Veja, um caso muito famoso na Hungria foi exatamente isso, com uma mulher chamada Ágnes Geréb. O que acontecia? Ela dizia assim: “quero ter um filho em casa, e não tem nenhuma lei que proíba uma mulher de ter o seu filho em casa, nem na Hungria e nem no Brasil”. Não é? Isso não é crime, isso não está errado, não tem lei nenhuma a respeito disso. Uma mulher pode ter o seu filho onde ela bem entender. O que os médicos fizeram no caso Ágnes Geréb foi dizer o seguinte: “não, tudo bem, você pode ter o seu filho onde você quiser, mas se você tiver seu filho em casa, nós vamos atacar o médico”. O que acontecia? As mulheres não conseguiam levar adiante a sua escolha porque os médicos estavam sendo perseguidos. Que é exatamente o que está acontecendo aqui. As mulheres não conseguem ter os seus filhos em casa no Brasil ou no lugar de escolha que tiveram, da escolha delas, porque a corporação médica e também o sistema de justiça brasileiro atacam os médicos que respeitam a escolha das mulheres. O médico que simplesmente aceitou, porque a paciente tinha plenas condições de ter o seu filho onde ela escolheu. E isso, portanto, vai produzir um reflexo em todas as mulheres do país.

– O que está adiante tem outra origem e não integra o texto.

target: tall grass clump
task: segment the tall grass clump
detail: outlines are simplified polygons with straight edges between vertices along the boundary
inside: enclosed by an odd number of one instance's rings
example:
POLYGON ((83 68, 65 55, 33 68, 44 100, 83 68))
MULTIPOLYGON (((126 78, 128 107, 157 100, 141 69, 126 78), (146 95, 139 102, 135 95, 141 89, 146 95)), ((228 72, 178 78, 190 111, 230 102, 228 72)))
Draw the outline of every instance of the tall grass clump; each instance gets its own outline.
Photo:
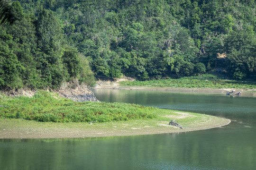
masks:
POLYGON ((0 98, 0 118, 24 119, 41 122, 104 122, 152 119, 158 109, 153 107, 104 102, 76 102, 53 93, 38 92, 31 98, 0 98))

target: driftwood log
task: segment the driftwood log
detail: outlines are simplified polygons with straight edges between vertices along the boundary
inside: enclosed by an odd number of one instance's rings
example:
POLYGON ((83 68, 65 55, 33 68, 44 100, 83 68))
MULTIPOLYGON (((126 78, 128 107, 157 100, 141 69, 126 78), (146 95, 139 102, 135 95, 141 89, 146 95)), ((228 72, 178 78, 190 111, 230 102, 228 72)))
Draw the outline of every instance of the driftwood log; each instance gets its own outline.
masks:
POLYGON ((180 125, 178 123, 175 122, 175 120, 171 120, 171 121, 169 122, 169 125, 171 125, 175 126, 175 127, 178 127, 179 128, 184 128, 182 125, 180 125))

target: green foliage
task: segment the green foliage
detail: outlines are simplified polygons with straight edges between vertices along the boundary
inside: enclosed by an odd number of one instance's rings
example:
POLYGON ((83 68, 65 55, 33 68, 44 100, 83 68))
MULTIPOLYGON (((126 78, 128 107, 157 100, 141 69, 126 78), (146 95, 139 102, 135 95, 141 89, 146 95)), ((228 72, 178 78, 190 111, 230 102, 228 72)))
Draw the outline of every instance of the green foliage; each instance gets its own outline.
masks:
POLYGON ((38 92, 32 97, 0 98, 0 117, 24 119, 42 122, 104 122, 152 119, 158 109, 124 103, 75 102, 55 94, 38 92))
POLYGON ((152 80, 145 81, 134 81, 120 82, 124 86, 147 86, 156 87, 175 87, 189 88, 225 88, 253 89, 256 84, 219 79, 216 76, 206 74, 196 76, 182 77, 179 79, 152 80))
POLYGON ((58 88, 73 79, 91 85, 92 72, 140 80, 190 76, 205 73, 200 63, 209 71, 224 68, 230 77, 240 71, 245 78, 256 77, 254 0, 2 4, 0 21, 11 19, 13 24, 0 26, 0 42, 19 68, 8 77, 1 66, 1 87, 58 88), (227 57, 217 57, 223 53, 227 57), (11 77, 18 83, 9 84, 11 77))
POLYGON ((234 73, 233 77, 237 80, 242 80, 246 77, 246 75, 240 71, 238 71, 234 73))

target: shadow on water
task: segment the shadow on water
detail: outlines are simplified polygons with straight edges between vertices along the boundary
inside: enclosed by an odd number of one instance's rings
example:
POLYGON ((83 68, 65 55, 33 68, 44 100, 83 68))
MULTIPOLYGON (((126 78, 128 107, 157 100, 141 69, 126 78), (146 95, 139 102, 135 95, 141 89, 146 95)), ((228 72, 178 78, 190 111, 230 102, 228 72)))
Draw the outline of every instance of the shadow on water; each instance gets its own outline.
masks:
POLYGON ((176 134, 75 139, 0 139, 1 170, 253 170, 256 98, 97 90, 101 101, 223 116, 220 128, 176 134))

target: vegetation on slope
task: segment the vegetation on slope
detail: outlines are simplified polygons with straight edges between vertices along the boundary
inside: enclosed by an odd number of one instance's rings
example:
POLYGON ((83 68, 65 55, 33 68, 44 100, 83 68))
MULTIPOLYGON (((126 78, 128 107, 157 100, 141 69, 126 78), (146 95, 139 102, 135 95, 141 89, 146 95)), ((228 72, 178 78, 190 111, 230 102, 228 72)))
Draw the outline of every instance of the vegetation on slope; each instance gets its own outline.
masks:
POLYGON ((255 79, 254 0, 11 2, 13 24, 0 26, 0 88, 58 88, 73 79, 91 85, 93 74, 148 80, 218 69, 255 79))
POLYGON ((53 93, 38 92, 31 98, 0 98, 0 118, 54 122, 128 120, 155 118, 159 110, 124 103, 76 102, 53 93))
POLYGON ((123 86, 256 89, 256 83, 254 82, 221 80, 217 76, 208 74, 175 79, 152 80, 144 81, 135 80, 132 82, 126 81, 120 82, 120 84, 123 86))

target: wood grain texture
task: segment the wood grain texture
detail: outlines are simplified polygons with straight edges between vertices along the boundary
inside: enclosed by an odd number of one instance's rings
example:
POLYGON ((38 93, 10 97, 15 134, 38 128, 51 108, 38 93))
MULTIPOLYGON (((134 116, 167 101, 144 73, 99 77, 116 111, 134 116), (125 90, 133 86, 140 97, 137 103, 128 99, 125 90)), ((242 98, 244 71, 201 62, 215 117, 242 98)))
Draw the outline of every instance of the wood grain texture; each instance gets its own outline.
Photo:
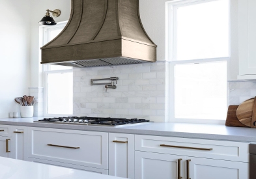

Em última análise, essa condenação absurda, injusta, imoral e indecente afeta a liberdade de escolha das mulheres. E as mulheres deveriam estar muito atentas a isso. Porque o fato de não poder escolher o lugar do parto é só um detalhe. A próxima etapa vai ser o quê? Você não pode escolher o tipo de parto que você vai ter. Você vai ter que fazer o que os médicos acham que é melhor para você. O que os médicos querem fazer, que é o que já está acontecendo. Lembra que, quando uma mulher vai ter o seu bebê, o médico começa a pressionar para que ela tenha o parto que ele quer, que é uma cesariana, porque é mais rápida e é mais tranquila? Se uma paciente morrer de uma cesariana no hospital, por infecção, por hemorragia ou por um efeito anestésico, o médico lava as mãos e diz assim: “eu não tenho nada a ver com isso”. Portanto, muito mais segura a cesariana, não para a paciente, que é pior, mas para o médico. O médico se sente seguro quando ele está atendendo uma cesariana e se sente muito inseguro quando ele está atendendo um parto.

É comum que médicos sejam processados por fazer cesariana e isso vir a dar alguma complicação depois? Quase nunca médicos que fazem cesariana são processados. Os processos contra obstetras acontecem quase que exclusivamente contra médicos que atendem parto normal. Porque a cultura premia a cesariana e ataca os médicos que atendem parto normal.